Career

The cute ways in which The Crown’s Vanessa Kirby prepared for her role as Princess Margaret

She almost drove her sister, who lives with her, crazy in the process!

Opulent, detailed and fascinating, The Crown is the Netflix series that’s on everyone’s binge-watch list – and if it isn’t on yours, it really should be. But for a series that’s all about the Queen, it’s Princess Margaret who had everyone talking – thanks to her portrayal by rising star Vanessa Kirby.

“You could actually do 10 hours [of the series] on Margaret because she’s so fascinating,” says Vanessa.

“There’s so much to her, and she’s such an interesting character. I know that parts like this hardly ever come along.”

To prepare for her royal debut on The Crown, the London-based actress read countless biographies and stuck photos of the princess all around her flat.

“I’ve still got her picture on my wall and one in my loo!” she says. “I’d just look at it and think, ‘Come on Marg, tell me how to be you!'”

She also created playlists of Princess Margaret’s favourite music.

“My poor sister, who lives with me, had to put up with so many bagpipes. I wanted to immerse myself in her world and what she loved, more than anything.”

All her hard work culminated in Vanessa being awarded Best Supporting Actress for her role at this year’s Bafta TV awards, marking the first major Bafta win for The Crown.

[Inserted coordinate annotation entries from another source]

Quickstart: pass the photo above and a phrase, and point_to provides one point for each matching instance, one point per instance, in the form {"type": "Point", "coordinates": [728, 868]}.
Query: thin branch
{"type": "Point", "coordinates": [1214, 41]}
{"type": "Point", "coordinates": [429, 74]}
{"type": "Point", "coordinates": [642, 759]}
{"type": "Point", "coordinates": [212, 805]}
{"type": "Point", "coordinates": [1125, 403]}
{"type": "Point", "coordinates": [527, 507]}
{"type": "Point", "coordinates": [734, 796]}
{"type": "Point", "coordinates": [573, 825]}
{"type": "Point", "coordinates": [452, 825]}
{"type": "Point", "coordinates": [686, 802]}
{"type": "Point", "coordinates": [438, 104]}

Vanessa and Matthew Goode as Princess Margaret and Tony Armstrong-Jones

The downside of a period drama that’s working its way through the decades is that The Crown’s upcoming third season had to be entirely recast with older actors.

Vanessa has now passed the baton to Helena Bonham Carter, who will play Princess Margaret for the next two seasons, reportedly set in the late 60s and 70s. Vanessa announced her replacement on Instagram, with a photo of her and Helena, simply captioned ‘Honoured’.

And while it’s bittersweet to have to move on, Vanessa describes her time on the series as “a dream come true from start to finish”, and says the role set a foundation for future projects.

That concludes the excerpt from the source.